Tue, April 19, 6:00 to 7:30am CDT (6:00 to 7:30am CDT), Pajamas Sessions, VR 139

Group Submission Type: Formal Panel Session

Proposal

Play is an essential human characteristic. The centrality of the role play has in childhood development becomes even more vital in our current moment, characterized by the pandemic and the instability, resource shortages, and mass migration on a global scale that compound the current global crisis. The integration of play in formal education systems, for example in teacher professional development, can bring about a myriad of benefits for systems, schools, teachers, and learners. Learning through play is being increasingly acknowledged as an effective approach to children’s development and learning. However, the cultural aspects of play and learning need to be acknowledged if we are to discuss the benefits learning through play can bring to children across different contexts. When designing teacher professional development models or interventions for child-centered pedagogies in which play has a central role (Parker and Thomsen, 2019), we need to understand how play, and indeed learning, is understood by teachers, parents, and children. This roundtable discussion will focus on the cultural understandings of play in school settings in East Africa and Asia.
Teachers College will present the results of a review of 189 articles and 30 interviews with 37 key informants with experience in refugee education and teacher professional development to discuss how socio-cultural constructs of play can inform, enable, or inhibit teachers’ uptake of play-based approaches to learning. Matthew Jukes from RTI will present an approach for adapting pedagogy to cultural context. The approach involves designing teaching activities to achieve the cognitive learning goal of the activity and a culturally appropriate social goal of the activity.
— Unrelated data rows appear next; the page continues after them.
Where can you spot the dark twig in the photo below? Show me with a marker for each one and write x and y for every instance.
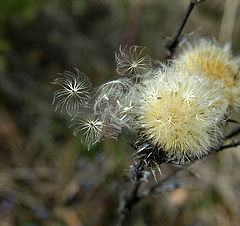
(130, 199)
(171, 47)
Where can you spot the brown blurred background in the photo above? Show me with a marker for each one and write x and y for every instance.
(47, 177)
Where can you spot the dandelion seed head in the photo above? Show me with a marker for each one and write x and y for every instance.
(180, 113)
(90, 127)
(132, 61)
(111, 101)
(73, 92)
(217, 63)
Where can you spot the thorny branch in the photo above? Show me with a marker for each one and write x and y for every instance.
(131, 199)
(171, 47)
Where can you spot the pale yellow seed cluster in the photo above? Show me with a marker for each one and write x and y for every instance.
(181, 113)
(217, 63)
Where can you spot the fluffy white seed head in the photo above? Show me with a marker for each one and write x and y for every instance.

Examples of this cultural context adaptation pedagogy will also be discussed. PlayMatters will present the results of a regional study of case study schools in Ethiopia, Tanzania and Uganda in which learning through play is already being integrated into refugee and refugee-hosting schools. The results of this study will help to understand the cultural nuances of play in refugee and refugee-hosting schools in East Africa. BRAC will present the results of workshops with 288 teachers from across Bangladesh which resulted in the creation of a book in which the traditional plays and games of Bangladesh are set within a framework of teacher-led learning through play with a view to develop children’s holistic skills.
The four projects represented in this roundtable session result from different initiatives funded by the LEGO Foundation that support teacher professional development projects in East Africa and Asia. This roundtable contributes to the field of teacher education and teaching practice by providing diverse perspectives on cultural perceptions of play and learning from low- and middle-income country contexts which will have impacts on the development of teacher professional development programs for holistic skill development.